[mvapich-discuss] Issue with mpi_alltoall on 64 nodes or more

Thu Apr 27 02:09:10 EDT 2006

Hello Rick,

Thank you for your detailed analysis of the problem. It seems that the
problem seems to stem from the pattern of communication, in particular,
the network doesn't seem to be able to withstand a lot of non-blocking
all-to-all communication. Typically, the InfiniBand clusters we have had
experience with, we haven't seen this type of behavior.

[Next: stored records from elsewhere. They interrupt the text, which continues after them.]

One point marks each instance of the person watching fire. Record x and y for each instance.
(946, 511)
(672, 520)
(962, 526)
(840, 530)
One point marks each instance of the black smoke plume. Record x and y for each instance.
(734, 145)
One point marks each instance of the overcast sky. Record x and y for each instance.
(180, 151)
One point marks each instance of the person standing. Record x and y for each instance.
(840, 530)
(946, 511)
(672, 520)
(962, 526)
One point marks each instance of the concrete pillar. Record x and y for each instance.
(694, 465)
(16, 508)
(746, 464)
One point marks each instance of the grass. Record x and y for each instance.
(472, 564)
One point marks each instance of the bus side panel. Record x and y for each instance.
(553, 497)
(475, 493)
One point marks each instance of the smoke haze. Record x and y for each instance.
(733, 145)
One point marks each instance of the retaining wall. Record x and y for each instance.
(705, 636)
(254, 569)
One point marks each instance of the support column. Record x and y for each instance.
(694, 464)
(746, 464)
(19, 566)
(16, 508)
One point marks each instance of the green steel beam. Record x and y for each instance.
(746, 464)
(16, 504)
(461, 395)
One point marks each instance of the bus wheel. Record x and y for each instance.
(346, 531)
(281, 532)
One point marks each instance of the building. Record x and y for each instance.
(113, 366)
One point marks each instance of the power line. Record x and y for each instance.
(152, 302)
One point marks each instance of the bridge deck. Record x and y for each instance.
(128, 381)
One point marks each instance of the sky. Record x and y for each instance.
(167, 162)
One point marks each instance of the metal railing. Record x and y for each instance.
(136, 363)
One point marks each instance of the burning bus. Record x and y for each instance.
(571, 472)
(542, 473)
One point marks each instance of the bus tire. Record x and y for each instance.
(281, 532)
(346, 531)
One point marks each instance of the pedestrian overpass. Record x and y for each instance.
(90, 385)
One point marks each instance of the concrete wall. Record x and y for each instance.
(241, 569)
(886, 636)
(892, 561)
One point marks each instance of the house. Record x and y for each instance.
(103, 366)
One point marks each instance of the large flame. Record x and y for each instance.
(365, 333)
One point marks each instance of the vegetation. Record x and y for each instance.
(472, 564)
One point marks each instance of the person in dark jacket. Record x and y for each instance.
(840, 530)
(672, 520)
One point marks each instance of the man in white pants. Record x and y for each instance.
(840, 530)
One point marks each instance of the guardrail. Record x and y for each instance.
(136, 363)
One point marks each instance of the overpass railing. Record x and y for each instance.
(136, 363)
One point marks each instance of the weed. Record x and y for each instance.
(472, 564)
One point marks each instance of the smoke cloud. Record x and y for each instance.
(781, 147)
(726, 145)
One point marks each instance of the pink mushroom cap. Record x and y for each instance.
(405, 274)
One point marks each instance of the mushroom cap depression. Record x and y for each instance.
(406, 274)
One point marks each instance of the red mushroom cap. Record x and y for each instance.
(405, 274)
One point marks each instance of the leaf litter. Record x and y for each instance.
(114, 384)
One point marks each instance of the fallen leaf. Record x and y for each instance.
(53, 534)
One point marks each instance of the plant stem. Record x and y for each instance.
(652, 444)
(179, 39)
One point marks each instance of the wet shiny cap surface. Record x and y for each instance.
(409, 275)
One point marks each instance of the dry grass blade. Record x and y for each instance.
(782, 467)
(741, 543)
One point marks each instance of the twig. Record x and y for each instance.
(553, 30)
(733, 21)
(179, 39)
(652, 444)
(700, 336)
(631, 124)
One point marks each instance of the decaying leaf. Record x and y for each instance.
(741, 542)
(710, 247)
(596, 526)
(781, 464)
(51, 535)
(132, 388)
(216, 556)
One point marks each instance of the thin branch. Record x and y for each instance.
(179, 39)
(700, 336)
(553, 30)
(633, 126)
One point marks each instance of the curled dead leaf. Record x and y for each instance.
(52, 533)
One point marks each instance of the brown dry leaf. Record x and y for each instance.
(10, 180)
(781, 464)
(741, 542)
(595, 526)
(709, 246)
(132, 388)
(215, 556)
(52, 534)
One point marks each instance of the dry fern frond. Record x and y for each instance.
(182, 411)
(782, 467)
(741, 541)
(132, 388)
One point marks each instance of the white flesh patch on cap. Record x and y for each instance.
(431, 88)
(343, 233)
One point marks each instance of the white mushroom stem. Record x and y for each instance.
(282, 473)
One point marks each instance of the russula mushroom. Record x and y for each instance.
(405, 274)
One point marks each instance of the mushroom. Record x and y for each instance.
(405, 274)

The workaround you suggest for changing the threshold of all-to-all,
will work for this benchmark program. However, any other MPI application
code may exhibit this kind of behavior, which might be difficult to
change from the MPI library :-) Besides, the non-blocking algorithm
suggested in MPICH and the RDMA version suggested by us
(intra_rdma_alltoall.c) has been proven to be optimal for most IB
clusters. Hence, switching to the other algorithm may give a performance
hit.

Once again thanks for your analysis and sharing it with the group.

Thanks,
Sayantan.

* On Apr,4 Rick Warner<rick at microway.com> wrote :
> We've narrowed down the MPI_Alltoall() problem a bit.  The customer
> test code that showed the problem with MPI_Alltoall() had 128MB/N^2 as
> its amount of data sent from each process, where N is the process
> count.  For N==64, the message size comes out to 32768. For N<64, the
> message size is more than 32768.
> 
> Looking at .../src/coll/intra_fns_new.c, it seems that MPI_Alltoall()
> uses one of four different algorithms, depending on the message size
> and number of processes. In our case, for N<64, it is using algorithm
> 3 or 4 (depending on whether N is a power of 2), the large message
> algorithm using MPI_Sendrecv(). For N>=64, it is using algorithm 2,
> the medium message algorithm that uses nonblocking MPI_Isend() and
> MPI_Irecv() to and from all other processes, followed by
> MPI_Waitall(). In other contexts we've seen some apparent starvation
> issues with a large number of simultaneous nonblocking sends and
> receives.
> 
> We're thinking of a workaround that bypasses algorithm 2 for medium
> messages (I guess we could leave it in in the other case, namely short
> messages with fewer than 8 processes). To do so, we would change the
> definition of MPIR_ALLTOALL_MEDIUM_MSG in line 35 of intra_fns_new.c
> from 32768 to:
> 
> #define MPIR_ALLTOALL_MEDIUM_MSG 256
> 
> How does this sound? We're thinking that using the large message
> algorithm for medium-sized messages shouldn't hurt too much, and
> may avoid the problems we've been seeing.
> 
> On Wednesday 26 April 2006 14:27, Rick Warner wrote:
> > It gave the same slow behavior with the DISABLE_RDMA_ALLTOALL=1 addition.
> > Another thing that has been tried is to split the machines list up so that
> > 16 systems from each leaf switch are used.  With this configuration, it
> > seems to run properly about 90% of the time, only sometimes taking multiple
> > seconds to complete.
> >
> > On Wednesday 26 April 2006 01:48, Sayantan Sur wrote:
> > > Hello Rick,
> > >
> > > * On Apr,1 Rick Warner<rick at microway.com> wrote :
> > > > Hello all,
> > > >  We are experiencing a problem on a medium sized infiniband cluster (89
> > > > nodes).  mpi_alltoall on 64 or more nodes takes an excessively long
> > > > time. On 63 nodes, it completes in a fraction of a second.  On 64, it
> > > > takes about 20 seconds.
> > >
> > > Thanks for your report to the group. Could you please try to use the
> > > Alltoall program like this:
> > >
> > > $ mpirun_rsh -np 64 -hostfile mf DISABLE_RDMA_ALLTOALL=1 ./a.out
> > >
> > > If you could report the result of this back, it will help us in
> > > narrowing down the problem.
> > >
> > > Thanks,
> > > Sayantan.
> 
> -- 
> Richard Warner
> Lead Systems Integrator
> Microway, Inc
> (508)732-5517

-- 
http://www.cse.ohio-state.edu/~surs